NotI-directed PFGE yielded four major PFGE groups A-D. A total of 17 different PFGE types (A1, A2, B1, B2, C1-C12, D) were detected among the 83 Y. ruckeri isolates examined (Figure 2, Table 2). Cluster analysis of these PFGE types showed that the isolates from north west Germany were highly uniform, whereby 30 isolates (36.1%) belonged to PFGE type C1 and 18 isolates to PFGE type C10 (Figure 2). Compared with the reference strain DSM 18,506, all the isolates were different. The isolates from rainbow trout were clustered together (PFGE group C). Isolates from pike, koi and brown trout (PFGE groups A and B) showed the greatest variation when compared to rainbow trout isolates. All isolates previously assigned to biotype 2 clustered in PFGE group C. Isolates from this PFGE group were found in the federal states of LS, Hessen (H) and NRW (Figure 2). Most of the isolates were distributed in all three federal states (PFGE type C1 and C10), while isolates of PFGE type C2 were found only in LS and NRW (Figure 2).

Figure 2.

Figure 2

Dendrogram of Y. ruckeri isolates based on NotI-macrorestriction (PFGE) patterns. The similarity analysis was performed using the Dice coefficient and UPGMA method (tolerance 1%). Pulsotype D: reference strain DSM18,506. The similarity of the isolates obtained from Lower Saxony (L), Hessen (H) and North Rhine-Westphalia (N) are given as percentages at the major junctions in the dendrogram. The NotI-patterns, number of isolates, year(s) of isolation, geographical origin and biotype (biotype 1: motile, biotype 2: non-motile) are shown.

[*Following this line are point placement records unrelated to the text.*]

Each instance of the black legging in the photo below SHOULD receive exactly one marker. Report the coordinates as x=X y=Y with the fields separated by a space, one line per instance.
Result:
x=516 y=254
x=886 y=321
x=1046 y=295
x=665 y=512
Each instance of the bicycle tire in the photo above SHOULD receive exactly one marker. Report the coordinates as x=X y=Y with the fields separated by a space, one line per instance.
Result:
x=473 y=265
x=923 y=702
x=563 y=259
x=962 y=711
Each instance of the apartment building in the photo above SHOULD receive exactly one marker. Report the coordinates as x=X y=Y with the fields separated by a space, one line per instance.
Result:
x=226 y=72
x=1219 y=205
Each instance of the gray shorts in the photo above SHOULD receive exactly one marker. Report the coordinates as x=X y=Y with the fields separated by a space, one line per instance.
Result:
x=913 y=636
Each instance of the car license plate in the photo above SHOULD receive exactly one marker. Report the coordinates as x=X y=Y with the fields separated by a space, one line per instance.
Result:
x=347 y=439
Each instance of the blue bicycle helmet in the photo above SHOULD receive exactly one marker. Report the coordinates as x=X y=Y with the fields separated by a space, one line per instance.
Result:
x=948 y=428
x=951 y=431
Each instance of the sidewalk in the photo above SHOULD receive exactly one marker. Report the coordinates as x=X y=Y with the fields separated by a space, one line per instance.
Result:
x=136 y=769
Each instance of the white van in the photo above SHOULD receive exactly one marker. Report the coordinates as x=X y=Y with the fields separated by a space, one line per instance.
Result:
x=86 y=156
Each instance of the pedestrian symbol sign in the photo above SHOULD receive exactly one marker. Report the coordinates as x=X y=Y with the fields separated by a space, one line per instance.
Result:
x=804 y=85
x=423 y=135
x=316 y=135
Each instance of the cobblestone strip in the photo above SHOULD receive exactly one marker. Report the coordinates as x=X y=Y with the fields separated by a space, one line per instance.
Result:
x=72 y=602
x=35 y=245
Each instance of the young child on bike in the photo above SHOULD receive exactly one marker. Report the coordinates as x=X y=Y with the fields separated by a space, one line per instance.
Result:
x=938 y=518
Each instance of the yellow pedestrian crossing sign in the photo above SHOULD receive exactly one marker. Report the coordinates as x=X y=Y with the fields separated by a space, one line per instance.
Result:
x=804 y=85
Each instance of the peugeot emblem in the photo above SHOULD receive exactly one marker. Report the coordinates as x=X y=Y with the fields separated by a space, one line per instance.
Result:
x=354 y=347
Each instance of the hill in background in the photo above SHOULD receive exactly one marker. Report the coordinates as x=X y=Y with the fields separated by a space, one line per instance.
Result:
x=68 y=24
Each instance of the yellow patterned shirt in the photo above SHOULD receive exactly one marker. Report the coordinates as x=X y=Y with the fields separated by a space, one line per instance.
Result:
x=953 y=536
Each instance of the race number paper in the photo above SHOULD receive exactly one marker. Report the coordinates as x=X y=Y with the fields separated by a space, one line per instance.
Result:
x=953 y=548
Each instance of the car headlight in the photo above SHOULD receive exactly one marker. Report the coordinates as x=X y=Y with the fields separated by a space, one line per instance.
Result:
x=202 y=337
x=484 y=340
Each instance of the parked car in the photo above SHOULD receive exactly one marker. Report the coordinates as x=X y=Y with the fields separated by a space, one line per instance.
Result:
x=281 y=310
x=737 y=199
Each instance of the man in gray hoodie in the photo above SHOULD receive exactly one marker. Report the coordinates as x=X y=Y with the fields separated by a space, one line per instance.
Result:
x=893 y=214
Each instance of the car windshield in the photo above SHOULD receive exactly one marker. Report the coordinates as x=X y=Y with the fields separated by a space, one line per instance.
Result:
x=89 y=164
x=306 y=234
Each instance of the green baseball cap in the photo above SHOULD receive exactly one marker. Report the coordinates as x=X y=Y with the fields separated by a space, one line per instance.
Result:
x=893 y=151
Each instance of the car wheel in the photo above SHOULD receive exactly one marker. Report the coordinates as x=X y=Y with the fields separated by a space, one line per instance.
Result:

Discriminatory indices of the typing methods applied

As a discriminatory index, Simpson’s index of diversity was calculated for each typing method used to differentiate all Y. ruckeri isolates. Discriminatory indices varied distinctly between the different typing methods. REP-PCR had the lowest D value of 0.048. This means that two randomly selected isolates of this test population had a probability of 4.8% of showing a different REP-PCR pattern. Slightly higher D values were calculated for BOX-PCR (D = 0.071), (GTG)5-PCR (D = 0.095) and ERIC-PCR (D = 0.140). Highest D values were seen for biotyping via API 20E (D = 0.763) and NotI-directed PFGE (D = 0790). According to their biochemical and molecular characteristics as obtained by testing with API 20E, PFGE and various PCR-based methods, the Y. ruckeri isolates from north west Germany could be subdivided into 27 different groups (Table 2). Most of the isolates from north west Germany (30, 36.6%) belonged to the group (R1/B1/G1/E1/PFGE type C1). Additional information about the origins and isolated years were shown in Additional file 1: Table S1.

Discussion

Since the first isolation of Y. ruckeri in Idaho, USA in 1950s, outbreaks of ERM were frequently reported [7,18,19], especially from the aquaculture industry in countries such as Croatia [3], France [4,20], Finland [2], Germany [5], Italy [21], Switzerland [6] and the UK [14,22]. The bacterium was isolated from different host species [2,23,24], including several salmonid species, channel catfish, goldfish, common carp, European eel, coalfish, and perch. Typing of Y. ruckeri isolates from various geographic locations or different fish species has been performed for taxonomic or epidemiological purposes and initially it was based on phenotypical characteristics including the results of biochemical and serological tests [10,25,26]. In addition, molecular techniques, including random amplification of polymorphic DNA (RAPD), multilocus sequence typing (MLST) or pulsed-field gel electrophoresis (PFGE) have been applied to study the genetic diversity of Y. ruckeri isolates [15,27-29]. In a study on isolates from various geographic origins, including Chile, Peru, U.S.A., UK, and mainland Europe, a considerable intraspecies diversity of Y. ruckeri was found on the basis of the phenotypical characteristics obtained from API 20E, lipopolysaccharide (LPS) and outer membrane profiles [30] as well as by genetic analysis using MLST profiles [27].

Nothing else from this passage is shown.